Reprezentacja Danii przegrała z Anglią (1:2) w półfinale Euro 2020. O zwycięstwie zespołu Garetha Southgate'a zadecydował gol strzelony po kontrowersyjnym rzucie karnym. – Tej "jedenastki" nie było – podkreślił Michał Listkiewicz, były sędzia międzynarodowy, na antenie TVP.
Sędzia Danny Makkelie w dogrywce podyktował rzut karny za wątpliwy faul Joakima Maehle na Raheemie Sterlingu. Z kolei wcześniej arbiter nie odgwizdał "jedenastki" za przewinienie Christiana Norgarda na Harrym Kanie.
– Pozostaje olbrzymi niesmak. To były dwa wielkie błędy – podkreślił Jakub Wawrzyniak, były reprezentant Polski.
– Co do sytuacji z dogrywki, to tego rzutu karnego nie było. Protokół VAR mówi, że jeżeli jest kontakt, to sędzia główny decyduje. Arbiter dla swojego spokoju powinien obejrzeć sytuację na powtórkach. To też dyskusja na temat protokołu VAR-u. Trzeba to udoskonalić – zaznaczył Michał Listkiewicz, były sędzia międzynarodowy.

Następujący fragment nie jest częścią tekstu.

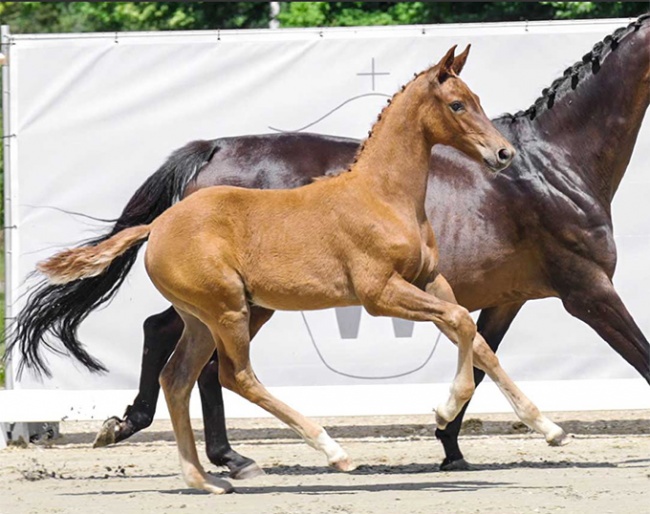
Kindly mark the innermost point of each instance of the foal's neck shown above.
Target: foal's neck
(395, 157)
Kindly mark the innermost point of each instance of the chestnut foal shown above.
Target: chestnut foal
(227, 257)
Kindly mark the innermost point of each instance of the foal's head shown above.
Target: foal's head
(455, 117)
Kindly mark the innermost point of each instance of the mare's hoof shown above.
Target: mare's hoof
(344, 465)
(456, 465)
(441, 423)
(216, 485)
(249, 471)
(106, 434)
(560, 438)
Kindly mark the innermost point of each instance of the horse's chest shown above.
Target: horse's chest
(412, 253)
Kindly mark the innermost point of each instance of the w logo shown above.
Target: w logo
(349, 319)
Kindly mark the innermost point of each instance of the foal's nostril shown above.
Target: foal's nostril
(504, 155)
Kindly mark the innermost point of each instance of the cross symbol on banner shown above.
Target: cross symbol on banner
(373, 73)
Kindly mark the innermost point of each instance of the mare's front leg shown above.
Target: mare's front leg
(492, 324)
(161, 333)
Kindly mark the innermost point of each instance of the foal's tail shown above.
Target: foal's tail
(54, 311)
(90, 261)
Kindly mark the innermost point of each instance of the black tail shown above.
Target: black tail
(58, 309)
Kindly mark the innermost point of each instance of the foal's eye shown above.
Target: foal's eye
(456, 106)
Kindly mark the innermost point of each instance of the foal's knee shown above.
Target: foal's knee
(460, 321)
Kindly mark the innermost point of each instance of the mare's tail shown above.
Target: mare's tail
(54, 311)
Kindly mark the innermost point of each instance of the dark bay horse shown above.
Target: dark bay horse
(227, 258)
(554, 222)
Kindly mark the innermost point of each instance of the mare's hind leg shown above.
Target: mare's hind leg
(217, 446)
(161, 333)
(486, 360)
(231, 331)
(177, 379)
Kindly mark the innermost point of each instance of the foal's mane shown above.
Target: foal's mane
(374, 127)
(569, 80)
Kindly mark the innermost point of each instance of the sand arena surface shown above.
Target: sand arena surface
(604, 469)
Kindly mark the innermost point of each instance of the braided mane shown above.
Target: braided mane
(590, 63)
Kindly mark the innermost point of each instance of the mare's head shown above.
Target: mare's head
(454, 115)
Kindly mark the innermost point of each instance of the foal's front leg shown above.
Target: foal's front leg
(401, 299)
(486, 360)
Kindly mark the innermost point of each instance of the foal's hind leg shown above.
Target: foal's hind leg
(231, 331)
(217, 446)
(177, 379)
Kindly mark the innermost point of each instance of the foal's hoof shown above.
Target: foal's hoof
(344, 465)
(106, 434)
(456, 465)
(250, 471)
(558, 438)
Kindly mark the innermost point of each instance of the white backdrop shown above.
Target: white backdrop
(92, 116)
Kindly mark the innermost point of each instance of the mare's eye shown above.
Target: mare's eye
(457, 106)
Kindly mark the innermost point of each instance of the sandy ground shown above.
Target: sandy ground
(604, 469)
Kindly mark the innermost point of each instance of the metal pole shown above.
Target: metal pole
(5, 40)
(275, 10)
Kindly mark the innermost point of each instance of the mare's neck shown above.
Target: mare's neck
(597, 123)
(395, 158)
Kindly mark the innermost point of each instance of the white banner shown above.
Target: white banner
(92, 116)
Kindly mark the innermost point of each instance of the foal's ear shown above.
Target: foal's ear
(459, 61)
(443, 70)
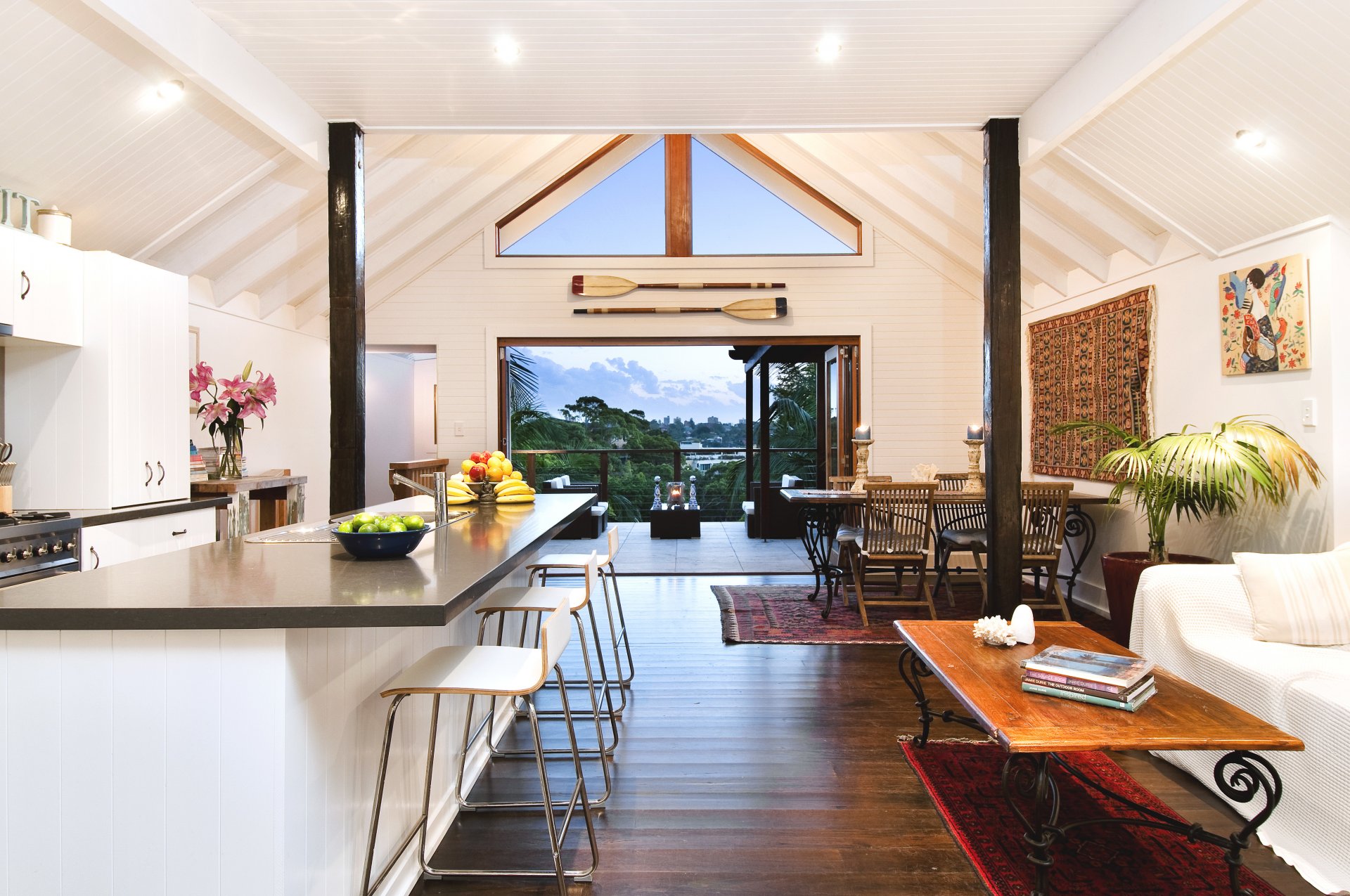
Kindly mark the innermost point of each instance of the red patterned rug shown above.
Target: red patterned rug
(965, 784)
(783, 614)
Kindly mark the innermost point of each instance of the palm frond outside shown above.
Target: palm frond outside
(1195, 474)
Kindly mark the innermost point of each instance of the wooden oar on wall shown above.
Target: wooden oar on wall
(745, 309)
(604, 285)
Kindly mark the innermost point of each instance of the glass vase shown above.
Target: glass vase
(231, 454)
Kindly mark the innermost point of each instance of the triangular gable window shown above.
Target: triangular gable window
(678, 196)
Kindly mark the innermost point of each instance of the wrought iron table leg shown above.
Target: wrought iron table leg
(1027, 777)
(1076, 525)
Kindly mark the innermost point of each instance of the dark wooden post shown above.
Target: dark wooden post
(1003, 363)
(346, 316)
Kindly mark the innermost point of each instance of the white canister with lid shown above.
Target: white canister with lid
(54, 224)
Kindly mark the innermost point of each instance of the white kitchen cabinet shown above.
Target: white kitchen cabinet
(117, 543)
(7, 275)
(103, 425)
(46, 287)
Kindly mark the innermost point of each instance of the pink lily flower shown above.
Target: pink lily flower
(234, 389)
(219, 410)
(253, 408)
(265, 389)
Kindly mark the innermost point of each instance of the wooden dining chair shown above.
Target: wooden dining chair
(1044, 509)
(896, 535)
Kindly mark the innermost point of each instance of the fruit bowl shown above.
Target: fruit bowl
(380, 545)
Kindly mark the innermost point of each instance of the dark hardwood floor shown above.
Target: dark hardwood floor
(760, 771)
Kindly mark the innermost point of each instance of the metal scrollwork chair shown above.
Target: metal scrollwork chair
(1044, 509)
(896, 535)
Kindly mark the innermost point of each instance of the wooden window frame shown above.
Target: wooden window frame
(679, 207)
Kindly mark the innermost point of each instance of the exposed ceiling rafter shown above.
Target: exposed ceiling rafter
(184, 37)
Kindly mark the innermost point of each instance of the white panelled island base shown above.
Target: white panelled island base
(233, 761)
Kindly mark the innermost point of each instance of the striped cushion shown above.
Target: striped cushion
(1298, 598)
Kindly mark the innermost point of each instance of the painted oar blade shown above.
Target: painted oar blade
(758, 308)
(601, 285)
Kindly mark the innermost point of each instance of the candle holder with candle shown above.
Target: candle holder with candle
(974, 448)
(861, 454)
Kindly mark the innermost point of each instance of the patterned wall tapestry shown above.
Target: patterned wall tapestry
(1095, 363)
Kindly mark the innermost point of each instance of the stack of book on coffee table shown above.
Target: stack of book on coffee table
(1102, 679)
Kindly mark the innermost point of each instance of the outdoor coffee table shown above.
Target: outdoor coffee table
(1036, 730)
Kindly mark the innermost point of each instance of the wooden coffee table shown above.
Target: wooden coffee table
(1036, 729)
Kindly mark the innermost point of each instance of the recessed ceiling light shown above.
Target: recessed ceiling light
(169, 91)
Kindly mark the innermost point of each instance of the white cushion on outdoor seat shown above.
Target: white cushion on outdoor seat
(848, 535)
(534, 598)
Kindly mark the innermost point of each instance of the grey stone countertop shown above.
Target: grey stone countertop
(238, 585)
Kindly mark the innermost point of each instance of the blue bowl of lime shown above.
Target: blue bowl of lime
(371, 538)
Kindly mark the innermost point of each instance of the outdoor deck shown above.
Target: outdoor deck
(723, 548)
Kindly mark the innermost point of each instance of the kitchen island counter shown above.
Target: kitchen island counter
(243, 585)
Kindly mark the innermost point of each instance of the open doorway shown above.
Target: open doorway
(728, 417)
(400, 412)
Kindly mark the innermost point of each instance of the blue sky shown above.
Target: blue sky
(681, 381)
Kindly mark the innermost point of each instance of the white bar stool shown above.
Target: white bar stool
(570, 564)
(497, 673)
(538, 599)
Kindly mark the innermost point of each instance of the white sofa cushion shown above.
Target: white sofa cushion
(1298, 598)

– VAR dzisiaj odsiedział swoje. Tych panów było kilku. Paweł Gil, który był w tym gronie, nie mógł nic zrobić, bo decydował główny sędzia VAR. Dzisiaj skupiamy się na dwóch najważniejszych momentach, ale błędów było trochę więcej. Mecz poszedł Makkeliemu nie najlepiej. Gdy nie trzeba było dawać kartki, dawał. Dwóch-trzech kartoników nie pokazał – dodał Listkiewicz.